With its relatively warm winters, St. George has long attracted snowbirds. Today, visitors come for the dramatic red rocks, an expansive public garden, and a sensationally placed eatery.
1. At the five-acre Red Hills Desert Garden, opened in 2015, rock-lined paths meander past barrel cacti, prickly pears, and more than 160 other plant varieties. An artificial slot canyon leads to a constructed stream with a special fish-viewing chamber. Dinosaur tracks recall the days when the 1,000-pound dilophosaurus roamed these parts.
2. Set against a backdrop of sandstone cliffs, Kayenta Art Village in the town of Ivins, some 10 miles northwest of St. George, is a strollable cluster of galleries selling Navajo pottery, recycled silver jewelry, and fused-glass art. The nearby Desert Rose Labyrinth invites quiet contemplation.
3. The sparkly white St. George Utah Temple tops out at 175 feet, carving a striking profile against the sky. The meeting hall, dedicated in 1877, isn't open to guests who aren't Mormons, but you can walk the flower-filled grounds and marvel at the architecture.

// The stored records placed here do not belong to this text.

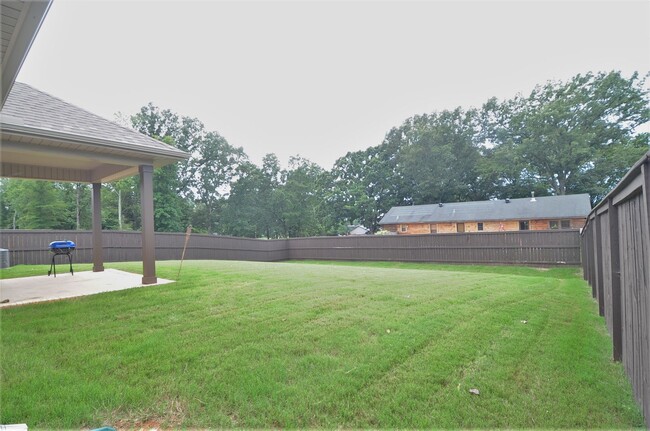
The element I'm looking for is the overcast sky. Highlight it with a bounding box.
[18,0,650,169]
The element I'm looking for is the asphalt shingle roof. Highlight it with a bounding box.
[379,194,591,224]
[0,82,187,158]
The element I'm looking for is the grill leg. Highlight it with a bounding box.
[47,254,56,278]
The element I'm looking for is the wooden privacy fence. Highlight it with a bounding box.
[581,152,650,427]
[0,230,580,265]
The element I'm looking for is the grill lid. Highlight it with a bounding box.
[50,241,77,250]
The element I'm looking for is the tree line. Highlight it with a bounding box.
[0,71,650,238]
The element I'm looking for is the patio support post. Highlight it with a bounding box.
[93,183,104,272]
[139,165,158,284]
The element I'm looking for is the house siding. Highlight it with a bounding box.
[382,218,586,235]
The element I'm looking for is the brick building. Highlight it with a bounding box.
[379,194,591,235]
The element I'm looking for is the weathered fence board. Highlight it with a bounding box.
[582,152,650,427]
[0,230,580,265]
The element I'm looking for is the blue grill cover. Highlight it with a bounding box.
[50,241,77,250]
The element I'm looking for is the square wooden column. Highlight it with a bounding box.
[93,183,104,272]
[139,165,158,284]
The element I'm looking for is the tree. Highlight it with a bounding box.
[3,179,69,229]
[492,72,650,199]
[397,108,484,204]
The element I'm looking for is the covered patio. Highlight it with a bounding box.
[0,1,189,284]
[0,269,173,308]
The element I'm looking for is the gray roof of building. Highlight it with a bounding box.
[379,194,591,224]
[0,82,188,158]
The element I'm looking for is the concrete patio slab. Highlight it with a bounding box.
[0,269,173,307]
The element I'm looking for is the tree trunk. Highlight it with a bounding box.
[117,189,122,230]
[75,183,81,230]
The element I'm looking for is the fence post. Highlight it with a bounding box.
[595,212,605,316]
[607,198,623,362]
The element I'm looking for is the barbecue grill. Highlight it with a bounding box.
[47,241,77,277]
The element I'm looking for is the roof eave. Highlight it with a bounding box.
[0,0,52,108]
[0,123,190,162]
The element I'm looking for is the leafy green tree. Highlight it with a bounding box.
[3,179,69,229]
[484,72,650,200]
[57,183,92,230]
[194,132,247,233]
[398,108,484,205]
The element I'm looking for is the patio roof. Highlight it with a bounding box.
[0,82,189,183]
[0,0,189,284]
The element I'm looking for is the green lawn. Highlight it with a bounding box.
[0,261,643,429]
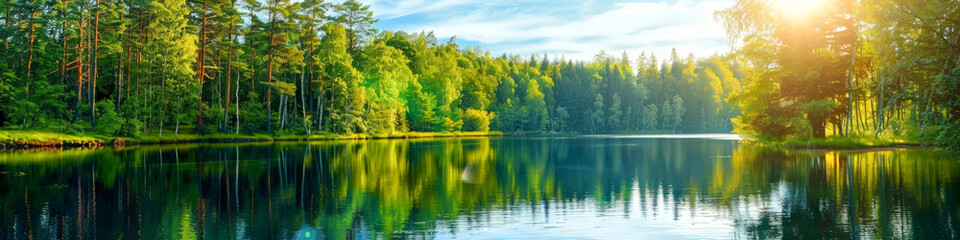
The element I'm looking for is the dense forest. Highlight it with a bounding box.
[0,0,960,146]
[715,0,960,147]
[0,0,747,136]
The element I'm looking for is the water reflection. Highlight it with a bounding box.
[0,136,960,239]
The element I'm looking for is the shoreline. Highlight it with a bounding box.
[0,130,936,152]
[0,130,504,150]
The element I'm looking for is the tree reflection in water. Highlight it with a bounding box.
[0,137,960,239]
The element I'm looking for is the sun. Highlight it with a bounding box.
[771,0,828,19]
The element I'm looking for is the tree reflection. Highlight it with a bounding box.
[0,138,960,239]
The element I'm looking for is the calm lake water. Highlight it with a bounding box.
[0,135,960,239]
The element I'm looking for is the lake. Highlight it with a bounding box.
[0,135,960,239]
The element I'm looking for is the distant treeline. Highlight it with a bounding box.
[716,0,960,147]
[0,0,747,136]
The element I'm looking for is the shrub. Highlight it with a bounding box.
[463,109,494,132]
[97,100,126,136]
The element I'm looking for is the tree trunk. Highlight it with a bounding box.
[73,16,83,122]
[300,67,310,135]
[90,0,100,128]
[223,33,233,129]
[844,42,857,137]
[197,0,207,126]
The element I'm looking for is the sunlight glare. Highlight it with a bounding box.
[772,0,826,19]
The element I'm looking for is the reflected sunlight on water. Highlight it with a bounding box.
[0,134,960,239]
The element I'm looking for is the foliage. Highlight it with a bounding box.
[0,0,746,141]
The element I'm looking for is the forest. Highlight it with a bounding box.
[715,0,960,149]
[0,0,960,149]
[0,0,746,136]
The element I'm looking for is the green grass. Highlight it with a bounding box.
[767,136,920,149]
[0,130,503,147]
[0,130,103,145]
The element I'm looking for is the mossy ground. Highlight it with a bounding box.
[0,130,503,148]
[761,136,922,149]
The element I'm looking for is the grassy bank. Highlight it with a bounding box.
[0,130,503,149]
[756,136,922,150]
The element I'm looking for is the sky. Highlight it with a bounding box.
[358,0,734,60]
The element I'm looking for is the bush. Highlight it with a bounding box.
[120,118,143,137]
[463,109,494,132]
[96,100,126,136]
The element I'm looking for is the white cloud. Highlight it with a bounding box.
[364,0,733,60]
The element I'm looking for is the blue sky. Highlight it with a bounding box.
[359,0,733,60]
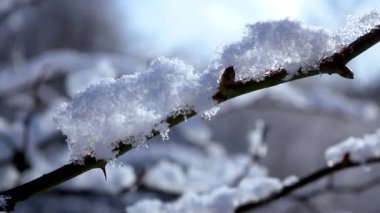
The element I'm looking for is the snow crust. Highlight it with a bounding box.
[56,10,379,162]
[325,129,380,166]
[209,19,337,81]
[126,177,282,213]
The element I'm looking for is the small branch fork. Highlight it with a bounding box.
[0,25,380,211]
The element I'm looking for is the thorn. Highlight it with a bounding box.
[100,165,107,180]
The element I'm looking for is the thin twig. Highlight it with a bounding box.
[0,26,380,211]
[235,158,380,213]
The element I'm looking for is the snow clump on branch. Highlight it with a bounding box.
[56,7,380,161]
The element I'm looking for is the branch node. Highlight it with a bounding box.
[212,66,235,103]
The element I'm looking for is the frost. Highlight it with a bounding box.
[0,195,11,209]
[143,161,186,193]
[56,58,212,161]
[325,129,380,166]
[211,19,336,81]
[143,156,251,193]
[337,8,380,45]
[247,119,268,159]
[54,7,379,161]
[126,177,282,213]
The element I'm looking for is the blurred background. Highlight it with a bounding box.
[0,0,380,212]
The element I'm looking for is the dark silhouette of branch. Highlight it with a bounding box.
[0,25,380,211]
[235,155,380,212]
[292,177,380,200]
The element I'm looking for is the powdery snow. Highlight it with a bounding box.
[325,129,380,166]
[56,7,379,161]
[211,19,337,81]
[126,177,282,213]
[0,195,10,209]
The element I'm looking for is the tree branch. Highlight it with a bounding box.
[0,25,380,211]
[235,155,380,213]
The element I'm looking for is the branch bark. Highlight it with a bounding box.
[235,157,380,213]
[0,25,380,211]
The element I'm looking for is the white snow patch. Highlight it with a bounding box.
[325,129,380,166]
[55,10,379,161]
[210,19,337,81]
[56,58,217,161]
[126,177,282,213]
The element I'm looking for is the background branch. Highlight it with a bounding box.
[235,155,380,212]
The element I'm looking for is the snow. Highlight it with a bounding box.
[338,8,380,45]
[126,177,282,213]
[56,7,379,162]
[247,119,268,159]
[325,129,380,166]
[0,50,140,95]
[211,19,336,81]
[143,156,249,194]
[56,58,211,161]
[0,195,10,209]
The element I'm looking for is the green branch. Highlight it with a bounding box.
[0,26,380,211]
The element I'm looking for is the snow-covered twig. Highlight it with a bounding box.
[235,157,380,212]
[0,20,380,211]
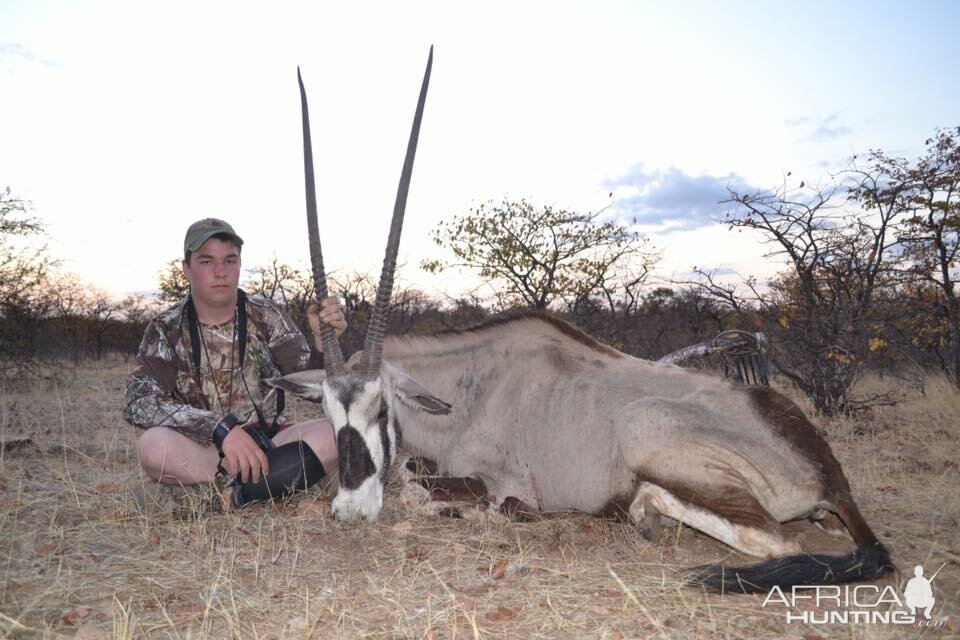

4. It hardly seems like a fair fight when your cooking competes with a view of the moon over distant Zion Canyon, the crown jewel of southwest Utah. But chef Eric Gburski of Cliffside Restaurant rises to the challenge with delicious contemporary American dishes such as chile-glazed salmon with fresh mango salsa.
5. Ancient lava flows, solidified sand dunes, cinder cone volcanoes, and striped monoliths that soar as high as 600 feet make Snow Canyon State Park, next to Ivins, a worthy day trip and a popular movie backdrop. Despite its name, snow is rare.